Sahwa Putri
Konferensi Inter Indonesia merupakan suatu konferensi yang dilakukan antara
Negara Indonesia dan BFO (Negara bentukan Belanda) atau Negara boneka
Belanda yang dikala itu Indonesia menjadi RIS (Republik Indonesia Serikat).
Awalnya, pembentukan negara BFO ini bertujuan untuk dapat menguasai kembali
Indonesia sehabis merdeka. Negara cuilan yang terbentuk dikala itu berjumlah 16
negara yang dibagi menjadi tiga kawasan kekuasaan. Daerah kekuasaan pertama
yaitu mencakup negara cuilan Pasundan, Indonesia, Jawa Timur, Negara Indonesia
Timur, Madura, Sumatera Selatan, Sumatera Timur.

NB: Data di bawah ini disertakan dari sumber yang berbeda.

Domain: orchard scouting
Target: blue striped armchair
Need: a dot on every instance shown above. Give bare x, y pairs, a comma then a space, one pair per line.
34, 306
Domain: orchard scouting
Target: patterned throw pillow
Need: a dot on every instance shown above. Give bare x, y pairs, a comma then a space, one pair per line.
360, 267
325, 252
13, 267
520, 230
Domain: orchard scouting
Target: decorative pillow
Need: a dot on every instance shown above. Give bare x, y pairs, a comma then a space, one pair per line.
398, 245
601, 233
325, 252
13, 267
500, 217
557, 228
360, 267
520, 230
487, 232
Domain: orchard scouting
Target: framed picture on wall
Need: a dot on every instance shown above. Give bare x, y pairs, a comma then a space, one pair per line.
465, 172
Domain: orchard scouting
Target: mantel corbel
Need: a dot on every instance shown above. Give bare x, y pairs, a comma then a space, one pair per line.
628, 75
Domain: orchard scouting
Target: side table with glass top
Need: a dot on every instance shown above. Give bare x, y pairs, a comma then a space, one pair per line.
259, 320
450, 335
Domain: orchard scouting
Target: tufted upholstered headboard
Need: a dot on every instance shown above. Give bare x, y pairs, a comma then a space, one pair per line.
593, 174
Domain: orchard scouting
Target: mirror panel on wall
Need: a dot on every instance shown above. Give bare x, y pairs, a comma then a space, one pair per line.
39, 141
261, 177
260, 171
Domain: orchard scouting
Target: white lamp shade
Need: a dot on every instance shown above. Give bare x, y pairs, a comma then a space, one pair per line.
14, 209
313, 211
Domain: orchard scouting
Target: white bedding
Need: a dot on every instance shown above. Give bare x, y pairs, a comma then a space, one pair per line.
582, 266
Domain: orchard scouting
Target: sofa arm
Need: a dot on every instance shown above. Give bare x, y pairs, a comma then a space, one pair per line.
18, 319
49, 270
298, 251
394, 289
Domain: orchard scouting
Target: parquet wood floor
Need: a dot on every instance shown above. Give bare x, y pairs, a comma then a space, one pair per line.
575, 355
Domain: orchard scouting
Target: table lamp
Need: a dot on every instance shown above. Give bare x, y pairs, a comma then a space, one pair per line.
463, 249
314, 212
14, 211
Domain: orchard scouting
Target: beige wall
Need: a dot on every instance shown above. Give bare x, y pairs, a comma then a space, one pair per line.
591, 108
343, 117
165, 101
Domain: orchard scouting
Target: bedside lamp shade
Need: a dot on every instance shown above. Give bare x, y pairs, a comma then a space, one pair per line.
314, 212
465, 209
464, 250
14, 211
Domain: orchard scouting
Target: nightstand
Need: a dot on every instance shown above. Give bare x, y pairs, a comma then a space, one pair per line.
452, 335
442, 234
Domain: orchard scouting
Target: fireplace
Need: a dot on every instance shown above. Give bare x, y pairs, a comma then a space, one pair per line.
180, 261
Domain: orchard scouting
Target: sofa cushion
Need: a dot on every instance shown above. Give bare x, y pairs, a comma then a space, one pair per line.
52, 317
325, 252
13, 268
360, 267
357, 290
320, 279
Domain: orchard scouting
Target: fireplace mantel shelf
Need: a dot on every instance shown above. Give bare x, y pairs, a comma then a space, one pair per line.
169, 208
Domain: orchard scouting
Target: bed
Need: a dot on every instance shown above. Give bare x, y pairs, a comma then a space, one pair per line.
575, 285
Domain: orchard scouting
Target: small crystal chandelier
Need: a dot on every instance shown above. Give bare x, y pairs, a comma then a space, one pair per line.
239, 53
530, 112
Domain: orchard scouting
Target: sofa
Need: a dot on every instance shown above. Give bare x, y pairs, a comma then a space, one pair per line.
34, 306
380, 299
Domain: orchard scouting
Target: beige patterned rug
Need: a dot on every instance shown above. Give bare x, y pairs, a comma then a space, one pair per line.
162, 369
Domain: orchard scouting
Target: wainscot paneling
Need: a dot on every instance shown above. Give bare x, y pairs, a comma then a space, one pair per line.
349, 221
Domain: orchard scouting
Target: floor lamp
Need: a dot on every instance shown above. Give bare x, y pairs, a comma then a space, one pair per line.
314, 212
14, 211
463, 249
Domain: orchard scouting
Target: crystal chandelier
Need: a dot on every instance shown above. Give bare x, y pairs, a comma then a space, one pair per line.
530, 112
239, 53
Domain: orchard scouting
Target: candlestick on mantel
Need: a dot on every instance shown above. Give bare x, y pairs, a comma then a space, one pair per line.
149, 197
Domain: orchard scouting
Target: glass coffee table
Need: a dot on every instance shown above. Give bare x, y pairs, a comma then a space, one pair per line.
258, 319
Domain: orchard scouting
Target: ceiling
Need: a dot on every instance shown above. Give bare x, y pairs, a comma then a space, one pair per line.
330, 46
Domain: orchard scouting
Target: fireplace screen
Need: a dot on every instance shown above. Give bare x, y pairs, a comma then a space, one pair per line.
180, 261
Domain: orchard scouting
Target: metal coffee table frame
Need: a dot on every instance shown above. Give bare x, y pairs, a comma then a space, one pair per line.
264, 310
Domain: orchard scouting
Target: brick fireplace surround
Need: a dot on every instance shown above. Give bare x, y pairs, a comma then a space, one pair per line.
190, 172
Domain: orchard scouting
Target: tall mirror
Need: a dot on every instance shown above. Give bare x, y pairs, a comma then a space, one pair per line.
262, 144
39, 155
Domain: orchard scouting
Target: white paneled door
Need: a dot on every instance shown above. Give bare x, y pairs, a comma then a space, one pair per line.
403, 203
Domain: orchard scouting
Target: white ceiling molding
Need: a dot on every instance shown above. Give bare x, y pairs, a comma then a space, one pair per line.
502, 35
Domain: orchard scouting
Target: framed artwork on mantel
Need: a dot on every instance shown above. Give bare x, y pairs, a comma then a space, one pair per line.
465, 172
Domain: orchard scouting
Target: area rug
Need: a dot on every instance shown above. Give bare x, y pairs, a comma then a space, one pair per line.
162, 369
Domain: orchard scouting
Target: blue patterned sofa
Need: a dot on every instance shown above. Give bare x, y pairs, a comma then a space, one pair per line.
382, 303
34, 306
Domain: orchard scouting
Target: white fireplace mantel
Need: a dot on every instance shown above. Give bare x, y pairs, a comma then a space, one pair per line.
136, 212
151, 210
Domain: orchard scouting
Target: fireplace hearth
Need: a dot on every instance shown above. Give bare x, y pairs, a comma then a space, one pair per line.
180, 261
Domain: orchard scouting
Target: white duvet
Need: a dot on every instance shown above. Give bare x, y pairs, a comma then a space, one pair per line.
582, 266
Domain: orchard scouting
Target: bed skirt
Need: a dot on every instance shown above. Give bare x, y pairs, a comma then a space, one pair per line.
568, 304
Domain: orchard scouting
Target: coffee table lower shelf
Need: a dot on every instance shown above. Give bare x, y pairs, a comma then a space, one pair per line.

Daerah kekuasaan kedua yaitu mencangkup Riau, Jawa Tengah, Dayak Besar,
Bangka, Belitung, Kaltim, Kalbar, Kalteng, Banjarmasin. Daerah kekuasaan ketiga
yang terdiri dari wilayah Indonesia yang tidak masuk kedalam negara bagian.
Konferensi Inter-Indonesia ini merupakan konferensi antara pemerintah Republik
Indonesia dan Bijeenkomst voor Federaal Overleg (BFO) atau Badan
Permusyawaratan Federal, yaitu suatu badan yang merupakan suatu kumpulan
negara-negara bagian bentukan Belanda.
Konferensi ini diselenggarakan pada tanggal 19-22 Juli 1949 di Yogyakarta dan
tanggal 31 Juli-2 Agustus 1949 di Jakarta. Peserta konferensi Inter-Indonesia
merupakan wakil-wakil pemerintah RI dan wakil-wakil negara pada bagian yang
dipimpin Van Mook.
Latar Belakang Konferensi Inter Indonesia
Latar belakang dilakukannya suatu Konferensi Inter Indonesia ini bermula ketika
hasil Perjanjian Roem Royen yang menyatakan bahwa Indonesia ikut serta dalam
KMB (Konferensi Meja Bundar).
Oleh alasannya itu, RI harus mempersiapkan diri dengan mengadakan suatu
konferensi antar Indonesia yang dilakukan antara pihak Indonesia dan Negara
Boneka Bentukan Belanda.
Sebab lainnya ialah suatu perubahan perilaku negara-negara cuilan BFO sehabis
adanya serangan kedua Belanda yang kita kenal juga dengan nama Agresi Militer
Belanda 2.
Karena simpati, negara-negara BFO ini lalu membebaskan beberapa pemimpin-
pemimpin Indonesia. BFO juga turut andil dalam pelaksanaan Konferensi Inter
Indonesia yang berlangsung di kota Yogyakarta.
Tujuan Konferensi Inter Indonesia
Tujuan diadakannya konferensi inter Indonesia ini ialah untuk membentuk suatu
negara Federal atau negara yang sanggup disebut dengan negara serikat, yang
didalamnya terdiri dari pemerintah pusat, provinsi dan daerah.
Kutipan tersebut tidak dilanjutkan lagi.